Türkiye Hazır Beton Birliği Başkanı Yavuz Işık, T.C. Çevre, Şehircilik ve İklim Değişikliği Bakanlığı tarafından yapılan açıklamada Kahramanmaraş ve Hatay depremlerinden etkilenen 11 ilimizde yıkılan binaların yüzde 97'si 1999 yılından önce inşa edilmiş ve mühendislik hizmeti almamış denetime tabi olmamış yapılar olduğu belirterek şöyle konuştu:
“2023 yılının ilk günleriyle birlikte Cumhuriyetimizin 100. yaşını kutlayacak olmanın mutluluğunu ve gururunu yaşarken, geçmişten aldığımız tecrübeler ve dersler ile geleceğe daha güçlü ve umutlu bakıyorduk ancak 6 Şubat günü tüm ülke olarak adeta bir kâbusa uyandık. Ne yazık ki o sabah deprem konusunda yeterince yol alamadığımızı apaçık gösterdi. 1999 yılı öncesinde de deprem yönetmelikleri, uygulama standartları, İmar Kanunu, fenni mesuliyet 'TUS' sistemi gibi birçok husus yürürlükteydi. 1999 Marmara Depremi ile tüm bunların depreme dayanıklı, can ve mal güvenliğini sağlayan yapıların inşasında etkili olmadığı görülmüş ve daha sonra önemli aksiyonlar alınmıştı. Bu aksiyonlara örnek olarak; hazır beton ve nervürlü çelik donatı kullanımının zorunlu hâle gelmesi, Yapı Denetimi Sisteminin (YDS) tüm ülke geneline yayılması, Deprem Yönetmeliklerinin güncellenmesi verilebilir. Bu aksiyonlar sonucunda 2000 yılı sonrasında ve özellikle 2011 yılında YDS'nin tüm Türkiye'de uygulamaya geçmesi sonucunda daha güvenilir ve depreme dayanıklı binaların inşası mümkün olmuştur. Kahramanmaraş ve Hatay depremlerinde yıkılan binaların yüzde 2'si ise 2000 yılından sonra inşa edilmiştir ancak bunların büyük bir çoğunluğu yapı denetimine tabi tutulmamıştır."

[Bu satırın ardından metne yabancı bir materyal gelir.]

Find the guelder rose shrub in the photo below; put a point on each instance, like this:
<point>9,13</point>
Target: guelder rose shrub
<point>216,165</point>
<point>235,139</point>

“KENTSEL DÖNÜŞÜM BÜYÜK BİR FIRSATTIR"
Kentsel dönüşüm sürecine değinen Işık, "2012 yılında yürürlüğe giren Kentsel Dönüşüm Kanunu'nda 2023 yılında yapılan değişikliklerle sürecin daha hızlanması beklendiğini açıkladı. Işık sözlerini şöyle sürdürdü: “Kent madenciliği prensipleri ile inşaat ve yıkıntı atıklarının sürdürülebilir bir şekilde değerlendirilmesi, doğal kaynakların sorumlu kullanılması, neredeyse sıfır enerjili binalara ağırlık verilmesi, olası afetler için tam donanımlı toplanma alanlarının yapılması, ulaşım akslarının yeniden planlanması, düşük karbonlu malzemelerin kullanılması gibi birçok boyutta süreç desteklenmelidir."